Head over heels - Tears for fears - 80sneverend - Love in a library

Love in a library

Tears For Fears – Head Over Heels

#quotefromthe80s
You keep your distance with a system of touch
And gentle persuasion
I'm lost in admiration could I need you this much
Oh, you're wasting my time
You're just wasting time
#HeadOverHeels #TearsForFears

The period leading up to the summer of 1985 was, as we have said so many times, probably the purest, most intense and creative period of all the 80s. Those artists Who were on the charts at that time, automatically entered the history of the 80s, even if it was perhaps their first hit or album. Of course, it was also a brilliant period for those who had already made albums, and would do more in the following years. For example, it was certainly a golden age for Tears for Fears, who two years after The Hurting had launched one of the most iconic albums of the entire decade, Songs from the Big Chair, in February. The album was driven by two big hits that anticipated it in the final part of 1984, Mothers talk and of course Shout.

In March, they release also the beautiful Everybody wants to rule the world, and so Tears for Fears were now omnipresent on radio and music video channels. On top of all this, on June 10, they released of this beautiful hit, Head over Heels, a song in my opinion a little underestimated, even if it entered the top ten around the world.

Of course, the music of Tears for Fears was not the repetitive pop of Stock Aitken and Waterman, and their own lyrics were not trivial at all, so they sometimes found themselves at a disadvantage compared to the classic songs my heart – your eyes – oh oh oh, with pastel pink videos, but I must say that rediscovering this song today and this video is really a great emotion.

In the album the song is preceded by Broken, a more rhythmic song with which it shares a keyboard riff and some verses. Probably Tears for Fears had conceived Head over heels as a variation of Broken, or perhaps an extension, the fact is that in their concerts the uninterrupted sequence Broken / Head over Heels / Broken became common, with this song inserted in the middle of the previous one. .

The song describes the protagonist’s sudden falling in love with a girl, with the plea not to break his heart. That said, it might seem like a trivial text, had it not been written by Roland Orzabal. Actually the text includes lines that are absolutely deep and ironic at the same time. The video helps us to contextualize the scene, as always.

We are in an apparently normal library (which in reality is in Toronto, Canada), but weird people appear. In fact, within seconds we see a guy full of books approaching, a rabbi, a handsome librarian girl with pure 80s-style glasses, a chimpanzee with a Red Sox shirt, and other unlikely characters. Another great song of the 80s had a video filmed in a library, do you remember which?

The gentleman loaded with books, Roland Orzabal of course, trudges up to the counter, where he begins to sing about his love for the librarian girl (a Canadian model who did not have a huge career, Joan Densmore). Behind her you can see Curt Smith, and in the video we can see also the other musicians playing with Tears for Fears, while the chimpanzee is probably the only serious person in the group. After a few scenes where the library disappears and we actually see the group playing, we arrive at the last frame, with sepia tones, in which we see Roland and the girl. now aged, in the house where they presumably spent their lives together.

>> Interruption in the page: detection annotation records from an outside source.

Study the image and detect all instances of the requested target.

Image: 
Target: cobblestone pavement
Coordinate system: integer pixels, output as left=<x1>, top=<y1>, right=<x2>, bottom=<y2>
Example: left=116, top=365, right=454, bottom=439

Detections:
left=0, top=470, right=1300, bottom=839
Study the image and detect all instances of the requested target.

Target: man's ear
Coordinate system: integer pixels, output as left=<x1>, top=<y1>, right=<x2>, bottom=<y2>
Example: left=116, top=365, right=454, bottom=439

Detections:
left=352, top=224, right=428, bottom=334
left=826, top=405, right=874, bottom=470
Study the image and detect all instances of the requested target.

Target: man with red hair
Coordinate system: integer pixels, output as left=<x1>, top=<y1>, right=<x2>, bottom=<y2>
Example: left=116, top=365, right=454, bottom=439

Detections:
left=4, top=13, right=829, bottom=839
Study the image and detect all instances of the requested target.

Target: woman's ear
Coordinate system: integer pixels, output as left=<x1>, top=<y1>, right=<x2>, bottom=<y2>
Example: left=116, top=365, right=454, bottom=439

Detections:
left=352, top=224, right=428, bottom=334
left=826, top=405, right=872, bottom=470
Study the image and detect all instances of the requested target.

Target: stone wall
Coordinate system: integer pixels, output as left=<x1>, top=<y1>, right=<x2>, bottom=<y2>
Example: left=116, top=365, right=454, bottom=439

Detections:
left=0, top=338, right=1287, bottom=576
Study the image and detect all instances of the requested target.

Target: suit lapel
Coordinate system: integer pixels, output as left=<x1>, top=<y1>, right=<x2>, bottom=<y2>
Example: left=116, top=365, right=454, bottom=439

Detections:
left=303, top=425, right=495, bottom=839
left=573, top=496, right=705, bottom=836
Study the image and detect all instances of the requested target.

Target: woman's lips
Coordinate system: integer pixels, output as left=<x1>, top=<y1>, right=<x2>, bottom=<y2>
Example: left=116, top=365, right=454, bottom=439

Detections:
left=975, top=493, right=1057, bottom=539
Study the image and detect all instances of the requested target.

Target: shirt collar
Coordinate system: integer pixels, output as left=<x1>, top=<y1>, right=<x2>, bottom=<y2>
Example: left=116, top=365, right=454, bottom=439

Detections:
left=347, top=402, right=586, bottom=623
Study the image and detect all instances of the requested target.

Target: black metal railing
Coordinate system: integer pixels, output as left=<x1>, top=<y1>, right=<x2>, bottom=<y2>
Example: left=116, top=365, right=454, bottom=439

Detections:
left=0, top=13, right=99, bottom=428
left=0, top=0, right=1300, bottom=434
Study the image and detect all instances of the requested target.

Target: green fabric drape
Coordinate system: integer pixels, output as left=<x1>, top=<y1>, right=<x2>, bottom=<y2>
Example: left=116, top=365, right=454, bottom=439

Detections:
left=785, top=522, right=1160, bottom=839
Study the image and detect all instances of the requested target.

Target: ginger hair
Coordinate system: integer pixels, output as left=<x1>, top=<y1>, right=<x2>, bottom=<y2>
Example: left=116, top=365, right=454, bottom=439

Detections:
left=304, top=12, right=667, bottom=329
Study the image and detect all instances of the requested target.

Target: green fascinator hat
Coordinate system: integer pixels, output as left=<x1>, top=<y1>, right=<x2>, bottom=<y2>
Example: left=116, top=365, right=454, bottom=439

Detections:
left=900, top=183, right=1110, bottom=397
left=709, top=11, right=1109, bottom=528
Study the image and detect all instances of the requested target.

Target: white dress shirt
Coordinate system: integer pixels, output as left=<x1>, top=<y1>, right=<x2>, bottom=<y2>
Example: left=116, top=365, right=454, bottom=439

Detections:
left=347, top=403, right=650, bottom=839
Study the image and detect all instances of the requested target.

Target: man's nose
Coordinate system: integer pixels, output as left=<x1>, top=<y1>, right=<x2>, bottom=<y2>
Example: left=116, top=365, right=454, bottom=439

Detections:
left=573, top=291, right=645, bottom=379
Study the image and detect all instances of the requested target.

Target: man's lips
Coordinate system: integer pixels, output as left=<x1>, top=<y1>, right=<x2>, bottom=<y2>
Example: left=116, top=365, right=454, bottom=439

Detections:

However, today’s Roland still seems less serious than the aged Roland we see in the video!

The video is made amusing with the ideas that Roland himself discussed with director Nigel Dick, not just the presence of characters such as the rabbi, the chimpanzee, or a guy with a gas mask, but also the ideas for some scenes that pay homage to other videos or films, like the cards that by themselves come out of the holder tray, exactly as we saw in one of the opening scenes of Ghostbusters, released a few months earlier.

In short, Head over heels is a song that has perhaps been less successful than others in the long career of Tears for Fears, but it remains a very pleasant little masterpiece in the history of this great group!